Je me lance donc comme défi de reprendre certains de mes textes et de les réinterpréter en un seul. Que puis-je créer à partir de Les coudes, Turn back time et Déclaration 2 (sur ces gens qui marchent trop fort)? Et aussi, quel autre sujet puis-je bien y ajouter pour faire davantage de sens?

Au bord du fleuve, les passants s'activent lentement (sauf les enfants) et crient, photographient et s'assurent de bien prendre toute la largeur du trottoir. Parmi eux, tu es là, à parler et photographier sans arrêt comme un vrai touriste japonais. Mais tu n'es ni touriste, ni Japonais. Je t'observe marcher, explorer, fuir les maringouins et t'émerveiller. J'aime te voir sourire devant le panorama exotique que devient mon paysage habituel.
À mes côtés, tu commentes les gens qui nous entourent.

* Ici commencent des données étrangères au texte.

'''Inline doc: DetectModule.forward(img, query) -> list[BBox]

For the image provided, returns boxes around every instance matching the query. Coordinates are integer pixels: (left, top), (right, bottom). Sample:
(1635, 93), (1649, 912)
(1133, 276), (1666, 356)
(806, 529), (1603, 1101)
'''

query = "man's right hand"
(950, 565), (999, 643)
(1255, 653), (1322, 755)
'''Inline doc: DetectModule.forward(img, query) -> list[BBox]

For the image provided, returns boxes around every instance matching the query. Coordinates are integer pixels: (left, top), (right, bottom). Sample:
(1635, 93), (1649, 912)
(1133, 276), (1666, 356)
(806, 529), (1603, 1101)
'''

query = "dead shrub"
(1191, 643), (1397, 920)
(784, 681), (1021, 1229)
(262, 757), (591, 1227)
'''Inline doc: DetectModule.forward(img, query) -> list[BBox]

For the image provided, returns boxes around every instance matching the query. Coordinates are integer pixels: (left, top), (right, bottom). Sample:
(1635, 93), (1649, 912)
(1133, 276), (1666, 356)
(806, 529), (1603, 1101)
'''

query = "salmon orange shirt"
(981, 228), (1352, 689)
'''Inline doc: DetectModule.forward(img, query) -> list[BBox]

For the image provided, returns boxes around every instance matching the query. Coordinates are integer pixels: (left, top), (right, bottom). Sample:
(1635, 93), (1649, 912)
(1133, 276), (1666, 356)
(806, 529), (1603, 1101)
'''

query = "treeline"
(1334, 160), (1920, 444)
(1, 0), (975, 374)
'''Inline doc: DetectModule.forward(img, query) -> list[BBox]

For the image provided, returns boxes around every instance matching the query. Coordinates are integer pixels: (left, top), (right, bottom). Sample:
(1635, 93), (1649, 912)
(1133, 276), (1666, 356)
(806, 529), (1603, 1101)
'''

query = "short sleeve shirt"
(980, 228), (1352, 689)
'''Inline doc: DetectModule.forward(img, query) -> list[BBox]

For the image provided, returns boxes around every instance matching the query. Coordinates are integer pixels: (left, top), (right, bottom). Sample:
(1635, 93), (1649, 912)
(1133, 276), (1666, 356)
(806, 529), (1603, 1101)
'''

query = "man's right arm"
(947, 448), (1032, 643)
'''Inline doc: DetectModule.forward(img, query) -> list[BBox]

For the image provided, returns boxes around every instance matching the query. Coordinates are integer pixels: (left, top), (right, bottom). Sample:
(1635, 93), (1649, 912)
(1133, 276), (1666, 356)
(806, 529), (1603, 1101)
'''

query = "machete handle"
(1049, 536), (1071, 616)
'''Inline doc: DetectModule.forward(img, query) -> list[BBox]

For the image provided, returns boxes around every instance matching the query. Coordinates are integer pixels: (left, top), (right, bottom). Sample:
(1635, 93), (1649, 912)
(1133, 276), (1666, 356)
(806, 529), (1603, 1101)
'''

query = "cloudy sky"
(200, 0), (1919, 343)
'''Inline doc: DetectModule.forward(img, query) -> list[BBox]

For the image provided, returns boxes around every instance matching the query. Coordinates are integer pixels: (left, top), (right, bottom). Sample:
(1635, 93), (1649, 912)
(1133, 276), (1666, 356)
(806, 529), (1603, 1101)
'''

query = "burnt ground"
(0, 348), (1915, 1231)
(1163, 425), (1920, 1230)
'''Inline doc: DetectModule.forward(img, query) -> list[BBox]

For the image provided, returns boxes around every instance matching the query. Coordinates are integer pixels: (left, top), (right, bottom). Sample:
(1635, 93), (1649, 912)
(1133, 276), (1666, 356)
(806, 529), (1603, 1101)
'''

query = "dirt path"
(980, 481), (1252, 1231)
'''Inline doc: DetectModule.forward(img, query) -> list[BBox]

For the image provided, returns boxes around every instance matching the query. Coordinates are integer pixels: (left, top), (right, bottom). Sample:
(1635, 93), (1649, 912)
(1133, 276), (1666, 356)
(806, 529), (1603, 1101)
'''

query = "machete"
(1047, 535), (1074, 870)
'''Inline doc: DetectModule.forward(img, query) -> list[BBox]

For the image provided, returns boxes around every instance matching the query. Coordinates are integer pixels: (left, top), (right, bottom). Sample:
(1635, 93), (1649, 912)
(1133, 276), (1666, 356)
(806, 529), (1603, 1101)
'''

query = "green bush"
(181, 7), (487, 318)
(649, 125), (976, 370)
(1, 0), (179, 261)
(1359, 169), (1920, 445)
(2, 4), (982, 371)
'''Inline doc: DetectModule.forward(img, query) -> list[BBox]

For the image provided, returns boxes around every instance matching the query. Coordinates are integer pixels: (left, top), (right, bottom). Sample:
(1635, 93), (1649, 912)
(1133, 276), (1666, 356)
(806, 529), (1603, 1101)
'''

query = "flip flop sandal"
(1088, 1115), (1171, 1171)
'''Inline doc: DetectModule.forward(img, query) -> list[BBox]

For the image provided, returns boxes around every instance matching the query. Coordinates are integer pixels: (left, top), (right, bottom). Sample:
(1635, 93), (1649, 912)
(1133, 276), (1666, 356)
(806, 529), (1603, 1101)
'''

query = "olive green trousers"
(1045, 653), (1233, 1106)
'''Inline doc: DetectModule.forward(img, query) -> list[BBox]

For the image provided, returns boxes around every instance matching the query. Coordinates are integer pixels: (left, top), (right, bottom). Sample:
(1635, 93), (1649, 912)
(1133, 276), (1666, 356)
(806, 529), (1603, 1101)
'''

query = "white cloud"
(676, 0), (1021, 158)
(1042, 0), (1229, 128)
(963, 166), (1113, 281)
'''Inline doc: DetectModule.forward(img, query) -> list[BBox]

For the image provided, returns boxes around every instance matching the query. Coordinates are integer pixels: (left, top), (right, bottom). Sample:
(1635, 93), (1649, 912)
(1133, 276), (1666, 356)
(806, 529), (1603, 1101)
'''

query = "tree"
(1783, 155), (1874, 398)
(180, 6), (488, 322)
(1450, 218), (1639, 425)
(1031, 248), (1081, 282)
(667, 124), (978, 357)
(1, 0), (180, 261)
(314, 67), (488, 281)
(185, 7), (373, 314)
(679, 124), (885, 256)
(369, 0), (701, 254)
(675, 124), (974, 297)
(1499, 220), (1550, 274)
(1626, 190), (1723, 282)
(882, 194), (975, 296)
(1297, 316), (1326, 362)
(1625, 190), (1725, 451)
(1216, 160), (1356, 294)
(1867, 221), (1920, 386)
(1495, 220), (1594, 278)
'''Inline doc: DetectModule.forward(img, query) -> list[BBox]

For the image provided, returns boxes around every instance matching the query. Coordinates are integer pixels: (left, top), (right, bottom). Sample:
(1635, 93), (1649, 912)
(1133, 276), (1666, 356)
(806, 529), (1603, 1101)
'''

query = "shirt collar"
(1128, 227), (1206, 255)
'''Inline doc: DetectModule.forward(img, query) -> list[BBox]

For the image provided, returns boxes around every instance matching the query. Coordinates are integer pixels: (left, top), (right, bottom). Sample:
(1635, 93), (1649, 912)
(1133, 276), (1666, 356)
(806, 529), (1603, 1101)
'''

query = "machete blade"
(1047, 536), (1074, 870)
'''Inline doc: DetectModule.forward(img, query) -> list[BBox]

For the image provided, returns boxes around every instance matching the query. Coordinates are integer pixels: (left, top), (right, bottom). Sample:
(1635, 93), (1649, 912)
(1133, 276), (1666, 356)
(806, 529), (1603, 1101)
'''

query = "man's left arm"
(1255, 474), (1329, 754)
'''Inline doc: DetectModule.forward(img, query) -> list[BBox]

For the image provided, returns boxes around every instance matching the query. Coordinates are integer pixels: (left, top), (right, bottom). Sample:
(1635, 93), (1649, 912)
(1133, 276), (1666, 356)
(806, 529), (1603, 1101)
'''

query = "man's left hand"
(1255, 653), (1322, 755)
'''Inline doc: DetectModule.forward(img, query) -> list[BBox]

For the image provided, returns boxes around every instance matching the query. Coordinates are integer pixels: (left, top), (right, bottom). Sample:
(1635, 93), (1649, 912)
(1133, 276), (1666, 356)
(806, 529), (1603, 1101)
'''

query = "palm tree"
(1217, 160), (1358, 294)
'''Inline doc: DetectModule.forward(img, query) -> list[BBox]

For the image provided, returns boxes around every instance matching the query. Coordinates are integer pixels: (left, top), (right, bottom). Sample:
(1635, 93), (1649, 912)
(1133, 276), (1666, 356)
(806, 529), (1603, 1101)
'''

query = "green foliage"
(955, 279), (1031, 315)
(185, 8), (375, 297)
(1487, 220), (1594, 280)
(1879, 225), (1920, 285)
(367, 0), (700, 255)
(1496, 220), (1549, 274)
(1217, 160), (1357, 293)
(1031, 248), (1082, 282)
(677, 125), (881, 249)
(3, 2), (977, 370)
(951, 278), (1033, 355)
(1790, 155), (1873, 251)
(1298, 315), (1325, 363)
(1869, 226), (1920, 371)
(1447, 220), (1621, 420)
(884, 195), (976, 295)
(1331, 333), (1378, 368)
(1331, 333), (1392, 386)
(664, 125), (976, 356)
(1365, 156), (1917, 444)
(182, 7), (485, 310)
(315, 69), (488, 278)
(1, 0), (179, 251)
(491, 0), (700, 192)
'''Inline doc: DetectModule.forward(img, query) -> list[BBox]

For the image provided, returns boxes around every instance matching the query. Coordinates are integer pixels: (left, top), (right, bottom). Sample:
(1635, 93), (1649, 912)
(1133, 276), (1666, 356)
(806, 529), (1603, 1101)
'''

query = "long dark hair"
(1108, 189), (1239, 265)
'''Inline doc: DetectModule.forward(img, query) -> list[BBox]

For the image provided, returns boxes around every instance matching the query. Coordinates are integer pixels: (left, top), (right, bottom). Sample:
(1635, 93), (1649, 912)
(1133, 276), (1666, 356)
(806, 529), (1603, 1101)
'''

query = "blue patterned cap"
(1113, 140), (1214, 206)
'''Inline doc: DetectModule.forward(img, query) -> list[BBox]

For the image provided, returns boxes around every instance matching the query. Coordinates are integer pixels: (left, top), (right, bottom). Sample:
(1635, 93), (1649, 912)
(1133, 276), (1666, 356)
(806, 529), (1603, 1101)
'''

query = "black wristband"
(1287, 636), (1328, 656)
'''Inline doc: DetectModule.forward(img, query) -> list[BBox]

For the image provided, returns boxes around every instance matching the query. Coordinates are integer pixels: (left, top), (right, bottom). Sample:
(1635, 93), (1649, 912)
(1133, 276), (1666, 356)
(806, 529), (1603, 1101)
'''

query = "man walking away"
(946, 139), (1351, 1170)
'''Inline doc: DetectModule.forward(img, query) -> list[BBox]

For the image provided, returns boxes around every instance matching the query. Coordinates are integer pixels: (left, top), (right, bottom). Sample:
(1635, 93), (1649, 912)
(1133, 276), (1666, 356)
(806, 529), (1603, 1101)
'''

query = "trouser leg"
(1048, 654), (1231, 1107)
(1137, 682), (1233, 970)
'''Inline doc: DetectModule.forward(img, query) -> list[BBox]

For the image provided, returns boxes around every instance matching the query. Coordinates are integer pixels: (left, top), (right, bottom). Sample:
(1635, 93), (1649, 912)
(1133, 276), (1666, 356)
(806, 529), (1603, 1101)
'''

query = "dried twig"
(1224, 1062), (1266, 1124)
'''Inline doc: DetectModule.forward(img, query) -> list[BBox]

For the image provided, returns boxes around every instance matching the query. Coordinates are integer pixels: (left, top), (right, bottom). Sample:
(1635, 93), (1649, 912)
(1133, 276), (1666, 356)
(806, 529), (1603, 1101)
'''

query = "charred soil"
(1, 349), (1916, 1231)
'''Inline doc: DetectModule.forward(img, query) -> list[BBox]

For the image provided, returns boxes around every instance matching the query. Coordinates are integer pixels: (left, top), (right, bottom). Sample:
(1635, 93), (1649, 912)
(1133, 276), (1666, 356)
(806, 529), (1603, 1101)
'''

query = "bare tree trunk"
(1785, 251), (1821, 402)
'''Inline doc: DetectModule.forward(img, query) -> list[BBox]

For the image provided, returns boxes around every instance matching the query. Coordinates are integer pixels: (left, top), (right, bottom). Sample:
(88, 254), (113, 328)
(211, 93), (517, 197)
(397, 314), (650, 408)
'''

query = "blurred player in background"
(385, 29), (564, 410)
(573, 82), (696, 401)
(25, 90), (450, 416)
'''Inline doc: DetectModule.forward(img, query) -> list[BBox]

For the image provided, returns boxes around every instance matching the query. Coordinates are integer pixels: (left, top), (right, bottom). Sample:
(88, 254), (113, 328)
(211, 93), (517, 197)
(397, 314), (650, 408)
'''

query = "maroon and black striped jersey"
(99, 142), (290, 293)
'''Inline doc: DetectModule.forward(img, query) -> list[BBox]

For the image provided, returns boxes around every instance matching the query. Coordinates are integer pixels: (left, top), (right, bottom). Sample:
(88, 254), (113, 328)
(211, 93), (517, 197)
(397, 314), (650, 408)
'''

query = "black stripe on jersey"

Un énorme cornet de crème glacée à la vanille enduite d'une généreuse couche de chocolat blanc à la main, tu ne sais plus où donner de la tête. Je n'ai qu'à garder un œil sur le dessert froid qui dégouline généreusement sur ton t-shirt de super-héros et t'informer de l'étendue des dégâts. Et toi, tu te mets à imiter le vieux qui marche devant nous. Il martèle le trottoir avec de grand pas si décidés et à la fois si stylisés qu'on dirait qu'il gambade. Les fourmis qu'il croise doivent paniquer et crier au séisme catastrophique. God save the Queen.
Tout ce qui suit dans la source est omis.